|
The canvas giclee prints are both by artist
Keith Rocco
is a 20” x 24” signed and numbered editions of 200, each a $300 retail value.
Chances are only $3.00 each – enter as many times as you like! Drawing will for 2
tickets/names drawn (1 print each) on Sunday at 11 AM at HISTORICON™ 2011; you do not
have to be present to win.
The following gives the historical background of the two prints being raffled.
The first of two Fine Art Prints by artist Keith Rocco, being raffled at HISTORICON™ 2011
Devil’s Den by Keith Rocco
The fierce fighting at Gettysburg, on the afternoon of July 2, 1863, was nowhere fiercer than in the
jagged, boulder ridden part of the field appropriately known as the Devil's Den. Here, among the ancient
rock formations, the spearhead of the Confederate assault smashed into the exposed Federal left flank.
Like an overwhelming tide, General John B. Hood's Texas and Arkansas boys charged headlong into the rocks,
savagely overrunning the position occupied by Captain James Smith's New York Battery, which was supported
by Brigadier General J.H, Hobart Ward's brigade of New Yorkers. Attacked from three directions at once,
the Federal soldiers did all that men could do before yielding to the inevitable.
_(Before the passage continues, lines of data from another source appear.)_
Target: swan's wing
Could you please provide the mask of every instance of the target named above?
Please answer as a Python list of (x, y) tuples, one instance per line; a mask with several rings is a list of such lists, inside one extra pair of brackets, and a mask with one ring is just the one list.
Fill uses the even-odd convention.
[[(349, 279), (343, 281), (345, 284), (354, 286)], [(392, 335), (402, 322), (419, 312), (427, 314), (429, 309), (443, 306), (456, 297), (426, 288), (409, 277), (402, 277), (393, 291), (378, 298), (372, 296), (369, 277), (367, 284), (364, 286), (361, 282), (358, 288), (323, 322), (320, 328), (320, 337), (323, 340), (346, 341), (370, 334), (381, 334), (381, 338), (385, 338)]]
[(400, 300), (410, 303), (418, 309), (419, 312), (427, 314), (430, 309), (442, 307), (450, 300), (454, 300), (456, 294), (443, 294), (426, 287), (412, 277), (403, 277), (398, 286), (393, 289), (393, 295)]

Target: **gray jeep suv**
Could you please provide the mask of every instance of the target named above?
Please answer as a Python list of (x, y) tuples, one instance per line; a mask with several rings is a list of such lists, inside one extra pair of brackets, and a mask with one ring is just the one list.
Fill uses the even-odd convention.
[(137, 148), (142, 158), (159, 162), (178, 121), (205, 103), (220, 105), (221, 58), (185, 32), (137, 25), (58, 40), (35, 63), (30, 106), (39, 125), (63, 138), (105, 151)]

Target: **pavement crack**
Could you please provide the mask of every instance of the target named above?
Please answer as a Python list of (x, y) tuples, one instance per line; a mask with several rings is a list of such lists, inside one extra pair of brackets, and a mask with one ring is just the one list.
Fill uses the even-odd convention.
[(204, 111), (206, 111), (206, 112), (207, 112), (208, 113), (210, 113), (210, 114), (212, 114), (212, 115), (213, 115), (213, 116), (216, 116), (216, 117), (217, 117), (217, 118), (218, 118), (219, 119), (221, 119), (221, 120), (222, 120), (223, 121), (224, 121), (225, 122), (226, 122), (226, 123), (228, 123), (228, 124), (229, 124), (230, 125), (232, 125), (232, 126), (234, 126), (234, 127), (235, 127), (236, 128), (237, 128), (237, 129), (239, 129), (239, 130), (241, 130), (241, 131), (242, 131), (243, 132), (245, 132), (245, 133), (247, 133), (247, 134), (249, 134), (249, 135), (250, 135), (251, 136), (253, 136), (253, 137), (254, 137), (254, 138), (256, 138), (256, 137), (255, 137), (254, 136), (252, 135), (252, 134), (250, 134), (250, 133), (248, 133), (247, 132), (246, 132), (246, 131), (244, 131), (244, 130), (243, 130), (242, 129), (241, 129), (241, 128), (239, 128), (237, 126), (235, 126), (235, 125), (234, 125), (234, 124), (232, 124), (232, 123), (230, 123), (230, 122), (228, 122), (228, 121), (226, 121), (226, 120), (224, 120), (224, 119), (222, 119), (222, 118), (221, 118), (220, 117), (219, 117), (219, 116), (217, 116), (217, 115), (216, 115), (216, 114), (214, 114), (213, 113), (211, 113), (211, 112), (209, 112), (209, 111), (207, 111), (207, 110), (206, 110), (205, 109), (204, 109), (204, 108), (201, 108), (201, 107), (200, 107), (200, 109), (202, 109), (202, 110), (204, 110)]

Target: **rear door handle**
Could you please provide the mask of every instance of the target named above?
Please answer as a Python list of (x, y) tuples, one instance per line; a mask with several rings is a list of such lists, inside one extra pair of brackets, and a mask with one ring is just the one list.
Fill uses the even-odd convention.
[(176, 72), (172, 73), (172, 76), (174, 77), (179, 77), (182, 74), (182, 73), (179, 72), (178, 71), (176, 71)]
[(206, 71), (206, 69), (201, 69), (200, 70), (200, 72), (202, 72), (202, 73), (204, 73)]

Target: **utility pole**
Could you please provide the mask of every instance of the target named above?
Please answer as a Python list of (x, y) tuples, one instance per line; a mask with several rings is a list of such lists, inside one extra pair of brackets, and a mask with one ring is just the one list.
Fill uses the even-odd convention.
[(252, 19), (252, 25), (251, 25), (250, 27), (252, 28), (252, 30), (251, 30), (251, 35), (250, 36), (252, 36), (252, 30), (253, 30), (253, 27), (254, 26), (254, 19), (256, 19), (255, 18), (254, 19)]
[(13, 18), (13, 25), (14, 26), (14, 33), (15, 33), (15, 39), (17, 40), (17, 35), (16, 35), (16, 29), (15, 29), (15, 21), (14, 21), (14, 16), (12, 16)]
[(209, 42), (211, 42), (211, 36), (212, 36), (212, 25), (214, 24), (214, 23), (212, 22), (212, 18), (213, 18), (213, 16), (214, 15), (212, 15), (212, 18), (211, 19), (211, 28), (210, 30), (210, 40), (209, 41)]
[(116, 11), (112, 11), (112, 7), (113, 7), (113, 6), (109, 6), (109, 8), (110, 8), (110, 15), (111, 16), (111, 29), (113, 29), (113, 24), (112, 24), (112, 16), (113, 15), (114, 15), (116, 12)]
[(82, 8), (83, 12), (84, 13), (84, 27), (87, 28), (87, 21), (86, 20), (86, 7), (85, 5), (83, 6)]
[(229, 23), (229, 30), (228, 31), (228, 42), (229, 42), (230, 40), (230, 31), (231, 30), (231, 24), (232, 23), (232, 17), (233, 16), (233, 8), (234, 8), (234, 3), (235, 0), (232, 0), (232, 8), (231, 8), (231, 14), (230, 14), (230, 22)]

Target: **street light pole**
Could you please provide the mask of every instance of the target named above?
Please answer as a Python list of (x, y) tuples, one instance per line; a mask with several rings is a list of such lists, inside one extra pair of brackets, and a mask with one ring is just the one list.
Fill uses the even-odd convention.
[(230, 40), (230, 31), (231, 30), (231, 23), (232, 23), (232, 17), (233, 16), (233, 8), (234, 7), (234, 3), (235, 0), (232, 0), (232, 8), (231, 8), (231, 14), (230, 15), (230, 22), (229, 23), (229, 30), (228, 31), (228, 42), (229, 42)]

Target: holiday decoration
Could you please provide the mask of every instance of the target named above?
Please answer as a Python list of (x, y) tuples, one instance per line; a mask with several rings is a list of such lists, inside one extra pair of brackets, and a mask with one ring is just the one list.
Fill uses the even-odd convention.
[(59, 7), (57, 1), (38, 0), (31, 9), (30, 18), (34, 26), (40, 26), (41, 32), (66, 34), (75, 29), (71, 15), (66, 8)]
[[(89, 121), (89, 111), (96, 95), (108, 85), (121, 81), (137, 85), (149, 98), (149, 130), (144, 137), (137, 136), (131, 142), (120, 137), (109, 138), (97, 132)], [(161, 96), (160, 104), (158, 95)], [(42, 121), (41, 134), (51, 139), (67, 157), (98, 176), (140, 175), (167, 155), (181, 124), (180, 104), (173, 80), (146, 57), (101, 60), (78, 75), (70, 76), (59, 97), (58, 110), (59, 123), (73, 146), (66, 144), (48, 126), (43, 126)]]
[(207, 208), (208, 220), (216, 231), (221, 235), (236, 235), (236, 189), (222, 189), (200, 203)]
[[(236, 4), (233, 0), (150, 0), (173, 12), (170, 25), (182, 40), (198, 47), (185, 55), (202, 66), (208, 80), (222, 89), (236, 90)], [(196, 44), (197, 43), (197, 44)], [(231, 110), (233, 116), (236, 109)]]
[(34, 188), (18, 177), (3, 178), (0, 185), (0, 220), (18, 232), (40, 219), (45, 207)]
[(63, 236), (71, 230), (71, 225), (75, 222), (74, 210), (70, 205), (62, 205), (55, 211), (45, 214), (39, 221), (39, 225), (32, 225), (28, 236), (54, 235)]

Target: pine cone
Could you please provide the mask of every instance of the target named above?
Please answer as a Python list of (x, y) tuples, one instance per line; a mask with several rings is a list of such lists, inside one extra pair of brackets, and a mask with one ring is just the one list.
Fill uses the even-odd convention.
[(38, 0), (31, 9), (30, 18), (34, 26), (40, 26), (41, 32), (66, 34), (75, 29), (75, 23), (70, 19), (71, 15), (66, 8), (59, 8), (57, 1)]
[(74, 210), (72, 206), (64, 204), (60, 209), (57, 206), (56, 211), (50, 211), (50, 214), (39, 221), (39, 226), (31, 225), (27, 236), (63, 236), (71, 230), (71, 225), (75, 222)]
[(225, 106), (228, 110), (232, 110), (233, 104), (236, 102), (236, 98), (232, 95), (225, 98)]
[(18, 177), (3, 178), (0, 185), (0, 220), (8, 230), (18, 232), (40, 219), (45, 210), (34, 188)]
Smith lost his guns,
despite every effort to drag them to safety.
Fierce counterattacks by the Federals were to no avail. The Confederate tide swirled among and over
the rocks and spilled out into the valley between the Devil's Den and Little Round Top, forever christening
the bloody fields with names like the Slaughter Pen, and the Valley of Death.
The victors held this hard won position, taking sharpshooting posts between the boulders, and sniping
away at the forces gathering on the round tops, which would soon become the focus of the renewed attack.
The second of two Fine Art Prints by artist
Keith Rocco,
being raffled at HISTORICON™ 2011
140th New York on Little Round Top by Keith Rocco
It was not until afternoon of July 2nd that the vulnerability of the Federal left flank was realized by
the Union high command. Little Round Top, a craggy tree covered knoll, anchored the left flank, but was
held by just a few signalmen. General G. K. Warren, alerted to the emergency diverted the first troops he
encountered to hold this all important position, then sought more.
Answering the call was Col. Patrick O'Rorke, temporarily in command of General Stephen Weed's Brigade.
O'Rorke hastened a regiment up the slopes of the hill just in time to help fend off a determined attack
by the Confederate forces. Colonel Strong Vincent, already trying to fend off the ferocious Confederate
attack, directed O'Rorke's 140th New York into the maelstrom of battle to support his own beleaguered brigade.
O'Rorke's winded New Yorker's charged down the slope into the surging Confederates, the 4th and 5th Texas,
and the 48th Alabama infantry regiments. The 140th New York arrived just in time to blunt the Southerners'
attack, and hold Vincent's crumbling right flank. But success came at a price. O'Rorke fell dead among the
rocks. Numbered with the mortally wounded was young Lieutenant Charles Kline (depicted wielding a pistol in
the painting), who died in a field hospital several days later. Success here was local. The fighting
continued to rage around the slopes of Little Round Top.